When my program tries to stat()
a file containing specific UTF-8 characters, the stat()
function returns an error. For example, I can open the file /tmp/surgateDlpMgQure/Özkul Gazete
with vi, but passing this same file to stat()
generates an error. System locale settings are:
LANG=en_US.UTF-8
LC_CTYPE="en_US.UTF-8"
LC_COLLATE=C
LC_TIME="en_US.UTF-8"
LC_NUMERIC="en_US.UTF-8"
LC_MONETARY="en_US.UTF-8"
LC_MESSAGES="en_US.UTF-8"
LC_ALL=
Should I do something in order for stat()

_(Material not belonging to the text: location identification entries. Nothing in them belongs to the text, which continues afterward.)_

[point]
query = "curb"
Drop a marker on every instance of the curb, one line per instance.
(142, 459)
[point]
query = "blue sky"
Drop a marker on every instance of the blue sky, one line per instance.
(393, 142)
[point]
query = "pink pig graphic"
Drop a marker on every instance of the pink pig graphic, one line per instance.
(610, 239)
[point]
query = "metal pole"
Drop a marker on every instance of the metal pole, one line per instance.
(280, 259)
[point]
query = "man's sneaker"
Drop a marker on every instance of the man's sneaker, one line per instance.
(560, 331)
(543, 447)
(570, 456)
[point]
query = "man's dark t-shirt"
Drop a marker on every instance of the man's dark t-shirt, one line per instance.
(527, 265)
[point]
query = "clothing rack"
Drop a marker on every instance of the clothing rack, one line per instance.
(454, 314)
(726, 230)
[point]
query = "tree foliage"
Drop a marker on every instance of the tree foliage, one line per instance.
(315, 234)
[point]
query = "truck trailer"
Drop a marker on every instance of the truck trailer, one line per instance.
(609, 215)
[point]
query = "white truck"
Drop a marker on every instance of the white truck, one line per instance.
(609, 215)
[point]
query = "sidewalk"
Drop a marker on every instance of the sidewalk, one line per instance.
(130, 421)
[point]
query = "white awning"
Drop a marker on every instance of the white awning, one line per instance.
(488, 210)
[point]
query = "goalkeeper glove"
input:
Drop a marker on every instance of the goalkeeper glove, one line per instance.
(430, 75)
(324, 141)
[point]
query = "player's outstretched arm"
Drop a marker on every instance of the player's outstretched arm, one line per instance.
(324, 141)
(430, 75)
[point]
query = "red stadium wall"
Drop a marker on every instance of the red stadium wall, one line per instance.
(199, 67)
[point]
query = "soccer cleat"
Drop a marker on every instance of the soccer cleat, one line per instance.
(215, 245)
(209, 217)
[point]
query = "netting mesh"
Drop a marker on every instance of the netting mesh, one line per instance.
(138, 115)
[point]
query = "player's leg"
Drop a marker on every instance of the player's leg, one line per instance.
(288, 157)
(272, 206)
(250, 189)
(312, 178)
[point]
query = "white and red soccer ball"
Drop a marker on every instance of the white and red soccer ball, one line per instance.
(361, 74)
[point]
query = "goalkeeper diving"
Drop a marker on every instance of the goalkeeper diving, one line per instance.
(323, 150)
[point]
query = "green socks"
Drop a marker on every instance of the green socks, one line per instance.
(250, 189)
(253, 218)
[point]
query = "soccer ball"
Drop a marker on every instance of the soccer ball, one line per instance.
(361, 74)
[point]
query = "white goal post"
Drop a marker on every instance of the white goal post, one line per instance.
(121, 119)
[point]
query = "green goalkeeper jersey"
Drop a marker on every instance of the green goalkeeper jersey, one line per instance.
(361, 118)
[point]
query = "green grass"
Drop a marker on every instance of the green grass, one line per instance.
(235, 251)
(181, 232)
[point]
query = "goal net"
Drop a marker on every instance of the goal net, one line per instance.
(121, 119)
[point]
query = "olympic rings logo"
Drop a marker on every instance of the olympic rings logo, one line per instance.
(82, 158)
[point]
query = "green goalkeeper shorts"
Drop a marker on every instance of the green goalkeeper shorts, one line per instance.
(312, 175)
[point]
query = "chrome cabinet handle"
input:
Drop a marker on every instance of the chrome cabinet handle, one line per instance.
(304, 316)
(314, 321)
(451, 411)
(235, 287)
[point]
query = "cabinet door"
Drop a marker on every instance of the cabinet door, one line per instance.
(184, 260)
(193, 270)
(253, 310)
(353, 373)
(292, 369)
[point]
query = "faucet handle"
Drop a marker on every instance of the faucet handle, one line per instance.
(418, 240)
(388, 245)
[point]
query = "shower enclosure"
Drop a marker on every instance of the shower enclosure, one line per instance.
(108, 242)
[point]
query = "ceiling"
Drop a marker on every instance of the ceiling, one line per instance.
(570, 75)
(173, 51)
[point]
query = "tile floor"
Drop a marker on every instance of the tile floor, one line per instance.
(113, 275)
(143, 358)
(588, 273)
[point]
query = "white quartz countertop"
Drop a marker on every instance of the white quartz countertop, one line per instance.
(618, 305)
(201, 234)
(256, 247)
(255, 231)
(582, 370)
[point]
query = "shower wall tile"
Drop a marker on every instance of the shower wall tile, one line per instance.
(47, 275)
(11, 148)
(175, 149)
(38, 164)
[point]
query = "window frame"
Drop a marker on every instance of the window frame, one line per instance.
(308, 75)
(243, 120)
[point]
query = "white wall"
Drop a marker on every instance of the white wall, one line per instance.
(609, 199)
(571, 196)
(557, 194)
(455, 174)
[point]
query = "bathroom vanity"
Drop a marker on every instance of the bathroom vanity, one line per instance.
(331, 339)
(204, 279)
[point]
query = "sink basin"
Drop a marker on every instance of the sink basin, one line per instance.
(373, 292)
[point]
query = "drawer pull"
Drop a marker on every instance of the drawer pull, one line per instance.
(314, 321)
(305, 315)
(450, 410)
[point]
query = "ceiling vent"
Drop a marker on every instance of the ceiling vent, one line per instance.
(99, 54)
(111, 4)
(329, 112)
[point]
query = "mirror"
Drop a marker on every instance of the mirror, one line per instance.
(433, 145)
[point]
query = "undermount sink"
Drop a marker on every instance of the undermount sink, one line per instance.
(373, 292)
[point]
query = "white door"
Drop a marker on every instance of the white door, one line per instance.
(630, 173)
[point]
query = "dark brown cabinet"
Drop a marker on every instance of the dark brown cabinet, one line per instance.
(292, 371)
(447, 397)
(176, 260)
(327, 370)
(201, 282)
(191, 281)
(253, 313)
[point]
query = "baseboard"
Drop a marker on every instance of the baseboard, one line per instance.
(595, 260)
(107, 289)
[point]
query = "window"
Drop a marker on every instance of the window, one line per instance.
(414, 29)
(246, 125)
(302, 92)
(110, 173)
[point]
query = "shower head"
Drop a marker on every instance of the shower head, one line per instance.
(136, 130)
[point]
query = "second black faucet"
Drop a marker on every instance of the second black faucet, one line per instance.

to understand the UTF-8 characters?
Here is the code:
int main ()
{
struct stat s;
if (stat("/tmp/surgateDlpMgQure/Özkul Gazete", &s) == -1)
perror("stat");
switch (s.st_mode & S_IFMT) {
case S_IFBLK: printf("block device\n"); break;
case S_IFCHR: printf("character device\n"); break;
case S_IFDIR: printf("directory\n"); break;
case S_IFIFO: printf("FIFO/pipe\n"); break;
case S_IFLNK: printf("symlink\n"); break;
case S_IFREG: printf("regular file\n"); break;
case S_IFSOCK: printf("socket\n"); break;
default: printf("unknown?\n"); break;
}
return 0;
}
The problem is probably that the encoding of the file name isn't the
same as the encoding you're using internally in your program. The key
questions here are who created the file (and gave it this name), and
where the string in your code comes from. Most of Unix is agnostic with
regards to the encoding, as long as a few special characters, like
'/'
, have the expected encoding. Thus, independently of your
current locale, a file name can be in Latin-1, Latin-5 (just guessing,
but the name looks Turkish) or UTF-8. Practically nothing in Unix cares,
but you have to ensure that in your program, you use the same encoding
as was used to create the file, or the names won't match. (In practice,
I've found the simplest policy to be to limit the characters in a
filename to a very small set: the ASCII alphanumeric characters, digits,
'_'
and possibly '-'
.)
If you're not sure about the actual encoding of the filename on disk,
you can use ls | od -t x1 -tc
to find out the actual value of the
bytes in it. If your Ö
is 0xD6, then the encoding is either Latin-1
or Latin-5 (and it probably won't make much difference which), and
you'll have to ensure that the filename you pass stat
(or open
, or
any other functions which take a filename) is encoded in one of these
encodings. If instead you have the two byte sequence 0xC3, 0x96, then
the filename is UTF-8.
If you do want to support characters outside of the ASCII subset, then
I'd strongly recommend that you ensure that all filenames are encoded
in UTF-8. Supposing that you can—the encoding will be decided by
the program creating the file, and if it's not your program (or if
you're receiving the file from another system), you may not be able to
do anything about it. In the worst case scenario, you may even have to
use opendir
and readdir
with some sort of matching algorithm to find
the actual filename (in whatever the encoding), and use it.